These are high value-added sectors capable of producing lasting benefits and offering effective responses to the social challenges shared by Italy and Japan. Starting with the one that affects the very future of our nations: the demographic issue. Not only in our capacity as the first women leaders of our respective nations, but also given the sense of responsibility that rests on every government, we are determined to share experiences and jointly seek innovative solutions to support birth rates, help families, ensure the sustainability of welfare systems and strengthen cohesion between generations.
By strengthening the Italy-Japan Business Group, the framework for business exchanges between our two nations, we have given new momentum to cooperation between our companies and to mutual investments. Furthermore, the great success of the Italy Pavilion at Expo Osaka 2025 offered a decisive contribution to the advancement of new partnerships, talent development and utilization, and the relaunch of scientific and technological cooperation.

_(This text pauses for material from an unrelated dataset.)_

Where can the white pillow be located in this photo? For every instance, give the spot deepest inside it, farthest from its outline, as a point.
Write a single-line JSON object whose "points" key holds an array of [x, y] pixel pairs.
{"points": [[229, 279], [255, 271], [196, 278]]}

A fundamental pillar of the partnership between Italy and Japan is cooperation in the field of defense and security. The Global Combat Air Programme (GCAP), in which we closely work with the United Kingdom, is far more than an advanced industrial project. The GCAP represents an initiative that strengthens our strategic autonomy, contributes to Euro-Atlantic and Indo-Pacific security and demonstrates that cooperation among like-minded nations is the most effective response to systemic risks and threats.
Alongside defense, scientific and technological cooperation plays a central role. In an era of major transformations and disruptive innovations, such as the rapid development of artificial intelligence, cooperation among technologically advanced like-minded nations is essential to ensure that progress is safe, secure and trustworthy, guided by ethical principles, and in service of the individual.
Our bilateral strategic convergence is reflected in our commitment to strengthen coordination within the main multilateral organizations and fora, from the G7 to the United Nations, and to uphold an international order based on shared rules and the rule of law.
A distinctive element of this vision is the desire to increasingly engage across the broader Mediterranean and the Indo-Pacific, geopolitical spaces that are central to global balances. In this shared vision, economic security is gaining ever greater importance. We are convinced that it is essential to develop interconnections and make the supply chains more robust, secure, and resilient to external shocks. At the same time, we intend to continue working to enhance the competitiveness of our companies, countering unfair economic practices that distort markets and ensuring that they can operate on a level playing field, because trade can only be free if it is also fair.
Our shared vision also extends toward the Global South including Africa. Italy's Mattei Plan strategy and Japan's TICAD experience share commonalities: equal and mutually beneficial cooperation, based on co-creating solutions and investments capable of generating long-term prosperity.
Italy and Japan are determined to build a future of security, peace, prosperity, and stability. At this historic moment of the 160th anniversary of diplomatic relations between our two countries, we deeply acknowledge the great responsibility entrusted to us by our citizens, and we are committed to fulfilling it to the best of our abilities. Italy and Japan are great, creative, and innovative nations, and together, we can become protagonists in a future of shared progress.